In 2016, when India revised its tax treaty with Mauritius, FPIs were exempted from the 15 per cent short-term capital gains tax. This was a major leeway as derivatives constitute 90 per cent of trading volumes, and the treaty revision lost its sting. Fewer than 35 FPIs have registered for trading on GIFT on each exchange and most of the big names are missing from the list.

While BSE and NSE refused to comment, officials in GIFT said volumes started improving after they launched market-making schemes this month, and growth will be visible soon. From November 1, exchanges have started paying cash to participants for trading daily on their platform.

Rupee trading

“The RBI’s reluctance to permit Rupee trading in GIFT while it continues in off-shore markets unabated, is another example of policy shortcomings hurting the PM’s initiative,” a fund manager said.
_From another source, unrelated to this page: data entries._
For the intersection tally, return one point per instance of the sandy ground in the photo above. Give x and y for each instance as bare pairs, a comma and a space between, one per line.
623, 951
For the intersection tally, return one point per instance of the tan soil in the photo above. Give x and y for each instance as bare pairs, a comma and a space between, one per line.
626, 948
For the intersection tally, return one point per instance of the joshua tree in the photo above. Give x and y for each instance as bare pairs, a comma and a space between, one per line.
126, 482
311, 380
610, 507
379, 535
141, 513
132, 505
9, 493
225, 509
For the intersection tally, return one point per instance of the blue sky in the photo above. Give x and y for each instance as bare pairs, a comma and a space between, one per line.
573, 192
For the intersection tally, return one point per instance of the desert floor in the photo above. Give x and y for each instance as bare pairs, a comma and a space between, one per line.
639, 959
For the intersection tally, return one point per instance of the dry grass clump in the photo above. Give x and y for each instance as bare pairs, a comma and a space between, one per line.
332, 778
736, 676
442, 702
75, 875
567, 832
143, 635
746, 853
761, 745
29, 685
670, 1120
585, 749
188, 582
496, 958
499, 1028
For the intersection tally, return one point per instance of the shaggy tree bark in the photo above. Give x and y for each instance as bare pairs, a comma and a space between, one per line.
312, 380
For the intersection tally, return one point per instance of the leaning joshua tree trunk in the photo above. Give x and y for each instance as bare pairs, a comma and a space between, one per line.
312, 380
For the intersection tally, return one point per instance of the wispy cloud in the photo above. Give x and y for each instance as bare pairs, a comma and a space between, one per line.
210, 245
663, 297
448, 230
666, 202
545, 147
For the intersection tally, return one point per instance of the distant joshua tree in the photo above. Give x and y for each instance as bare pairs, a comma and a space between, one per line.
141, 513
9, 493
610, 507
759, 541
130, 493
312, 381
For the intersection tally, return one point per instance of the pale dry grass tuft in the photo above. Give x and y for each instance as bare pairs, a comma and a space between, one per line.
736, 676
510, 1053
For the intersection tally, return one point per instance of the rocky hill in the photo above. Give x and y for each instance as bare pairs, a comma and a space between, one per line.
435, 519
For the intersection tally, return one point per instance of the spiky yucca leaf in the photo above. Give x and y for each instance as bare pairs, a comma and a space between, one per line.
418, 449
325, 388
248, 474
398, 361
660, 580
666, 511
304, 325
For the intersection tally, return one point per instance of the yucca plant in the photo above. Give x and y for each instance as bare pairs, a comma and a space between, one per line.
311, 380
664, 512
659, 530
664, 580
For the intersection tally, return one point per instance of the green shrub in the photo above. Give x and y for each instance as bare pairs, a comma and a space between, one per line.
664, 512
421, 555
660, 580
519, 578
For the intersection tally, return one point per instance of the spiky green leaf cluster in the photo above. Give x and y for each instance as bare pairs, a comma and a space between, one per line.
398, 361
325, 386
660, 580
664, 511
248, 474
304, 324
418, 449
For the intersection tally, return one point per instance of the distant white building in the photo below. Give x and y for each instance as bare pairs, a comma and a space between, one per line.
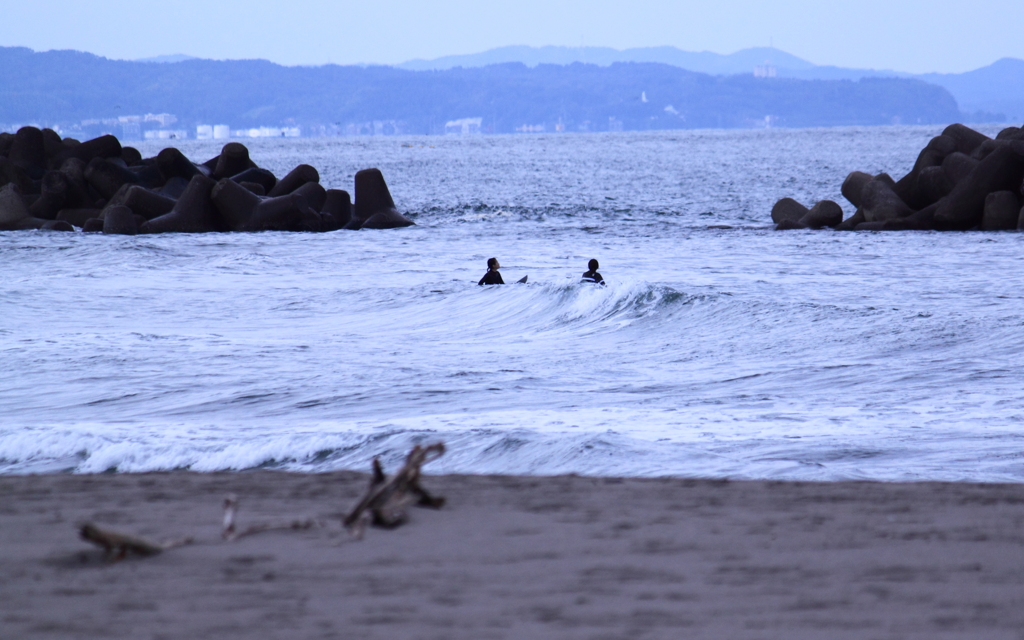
166, 134
465, 126
213, 132
268, 132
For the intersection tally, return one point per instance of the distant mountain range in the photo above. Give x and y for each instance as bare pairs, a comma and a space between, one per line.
87, 94
993, 92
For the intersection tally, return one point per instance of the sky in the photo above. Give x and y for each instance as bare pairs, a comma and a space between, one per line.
916, 37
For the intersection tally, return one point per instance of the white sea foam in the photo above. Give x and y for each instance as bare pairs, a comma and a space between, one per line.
737, 352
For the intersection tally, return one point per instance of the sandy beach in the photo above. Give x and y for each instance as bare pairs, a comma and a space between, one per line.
516, 557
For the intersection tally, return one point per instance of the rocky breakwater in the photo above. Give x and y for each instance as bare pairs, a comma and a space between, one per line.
98, 185
962, 180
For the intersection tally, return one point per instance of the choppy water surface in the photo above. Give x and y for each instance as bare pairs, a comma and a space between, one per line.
739, 352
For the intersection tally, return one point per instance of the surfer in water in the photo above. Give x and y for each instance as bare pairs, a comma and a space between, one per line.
592, 275
492, 276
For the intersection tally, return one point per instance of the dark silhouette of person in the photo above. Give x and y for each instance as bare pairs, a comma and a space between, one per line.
592, 275
492, 276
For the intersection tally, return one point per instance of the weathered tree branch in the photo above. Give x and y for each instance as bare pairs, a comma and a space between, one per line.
386, 500
230, 532
118, 545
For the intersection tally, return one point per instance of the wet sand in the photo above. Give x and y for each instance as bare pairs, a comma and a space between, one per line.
517, 557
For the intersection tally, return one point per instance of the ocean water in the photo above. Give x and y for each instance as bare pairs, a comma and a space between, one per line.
720, 347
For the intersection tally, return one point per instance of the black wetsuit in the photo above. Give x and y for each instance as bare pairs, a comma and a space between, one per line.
492, 278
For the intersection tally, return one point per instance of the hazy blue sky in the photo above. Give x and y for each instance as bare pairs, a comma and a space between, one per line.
920, 36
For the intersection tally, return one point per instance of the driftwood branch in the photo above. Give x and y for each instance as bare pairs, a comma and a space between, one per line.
117, 545
386, 500
229, 531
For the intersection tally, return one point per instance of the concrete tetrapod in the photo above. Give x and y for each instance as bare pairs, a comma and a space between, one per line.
1001, 170
54, 195
193, 213
119, 220
260, 176
296, 178
374, 206
337, 209
881, 203
233, 160
1001, 211
107, 177
244, 211
28, 151
142, 202
14, 214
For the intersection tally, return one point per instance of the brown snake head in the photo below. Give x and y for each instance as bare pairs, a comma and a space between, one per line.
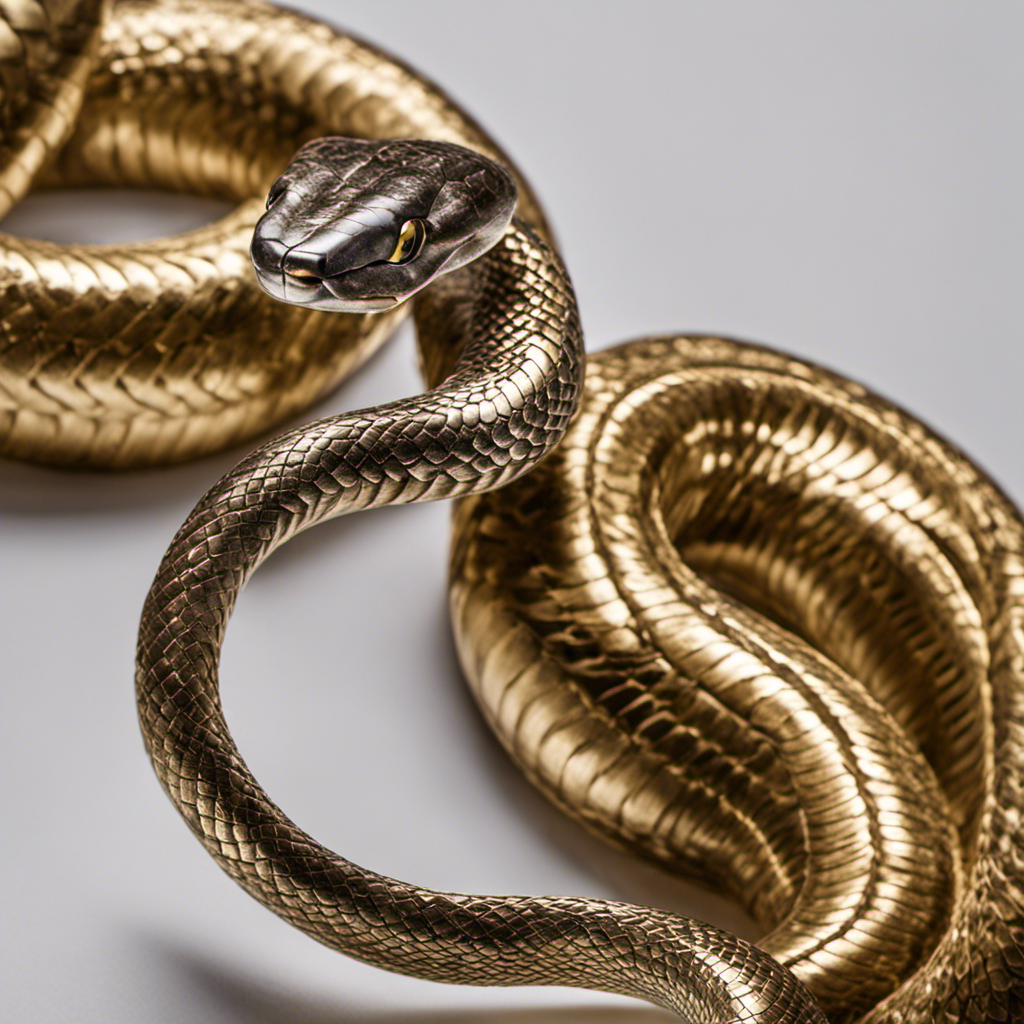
358, 226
The RBI is opposed to dollar-denominated Rupee trading on GIFT as the currency is only partially convertible. Also, regulators have not paid heed to brokers’ demand of allowing them to trade other global markets from GIFT, which is allowed for Singapore- and Dubai-registered entities.

Huge savings in statutory cost is a key attraction of GIFT, which is exempt from securities transaction tax and stamp duty. Both form 50 per cent of levies on equities trading in Mumbai. Also, there is no short-term capital gains tax if traders are based in GIFT, which makes trading almost free.

But the short-term tax exemption is on FPIs own trades and not on their clients.

Also, there is no clarity as to how long these exceptions will remain.

FPIs won’t set up a new base in Gujarat when their clients can play in Indian products overseas with far less regulatory and tax hassles, experts say.